Attention à la justice des vainqueurs!

GouvernementLes enjeux majeurs de la transition sont la Justice pénale et la reconstruction politique, deux objectifs apparemment opposés et qui causent beaucoup de difficultés aux autorités de la transition. Depuis la chute de l’ancien Président de Faso, les nouvelles autorités ont pris bon nombre de mesures et pas des moindres, des décisions avec des impacts graves sur la configuration institutionnelle et politique de notre pays. La pression populaire a eu raison des autorités politiques qui multiplient les violations des textes juridiques. On se souviendra des décisions relatives à la dissolution des collectivités locales, des décisions manifestement illégales.

Si une amélioration peut-être constatée dans l’adoption des décisions, notamment dans ses aspects formels, certaines décisions manquent de fondement juridique clair. Les dernières décisions en sont l’illustration parfaite de mesures incompréhensives et contradictoires avec la rupture censée incarner par le Gouvernement. Le Gouvernement doit faire le tri des propositions émanant de la demande sociale, parce que plus éclairé que la masse. Les populations peuvent formuler de multiples demandes, ce qui est d’autant légitime, mais il revient aux autorités de veiller à ce que les libertés fondamentales et les valeurs démocratiques soient sauvegardées. En dehors du fait que les mesures soient mal fondées en droit, ces décisions sont mauvaises en ce sens qu’elles déséquilibrent le jeu politique. L’ex majorité, aujourd’hui de l’opposition est utile pour l’encrage du jeu démocratique, car instaurant le débat contradictoire et garantissant le pluralisme d’opinion au Burkina Faso.

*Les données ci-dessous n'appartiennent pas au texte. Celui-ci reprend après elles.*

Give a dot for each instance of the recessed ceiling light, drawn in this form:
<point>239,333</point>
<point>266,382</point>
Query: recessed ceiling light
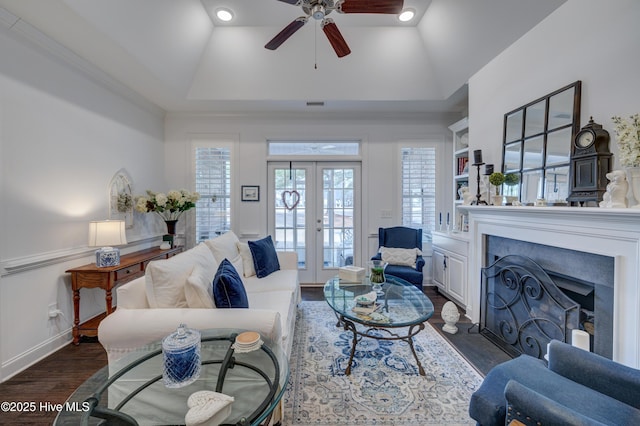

Nous n’appelons pas à l’impunité, mais rappelons que qu’on ne peut combattre l’injustice par une autre injustice. Si la suspension de la FEDAP/BC pourrait se justifier, celle du CDP et de l’ADF-RDA viole les libertés fondamentales protégées par la Constitution burkinabè. La sanction ne doit pas se déporter sur la personne morale, mais sur les personnes physiques, individuellement ou collectivement prises, pour leur responsabilité dans la situation ayant conduit à l’insurrection populaire du 30 et 31 octobre2014. Un responsable politique est déjà détenu pour des propos incitant à la violence, on se surprend de voir que son parti subi une sanction pour le même motif. Aucune peur, ni aucune sollicitation ne peut conduire à une transgression des droits fondamentaux, ce qui constitue un recul démocratique. La transition doit avoir pour mission la réparation des injustices et la définition des bases d’une société plus juste et plus équitable. De telles décisions peuvent ternir l’image et les objectifs de la transition et peuvent servir d’arguments aux ennemis de la révolution burkinabè. Tous les regards sont tournés vers la justice, encore faut-il que les parties elles-mêmes aient le courage d’intenter une action dans un tel climat.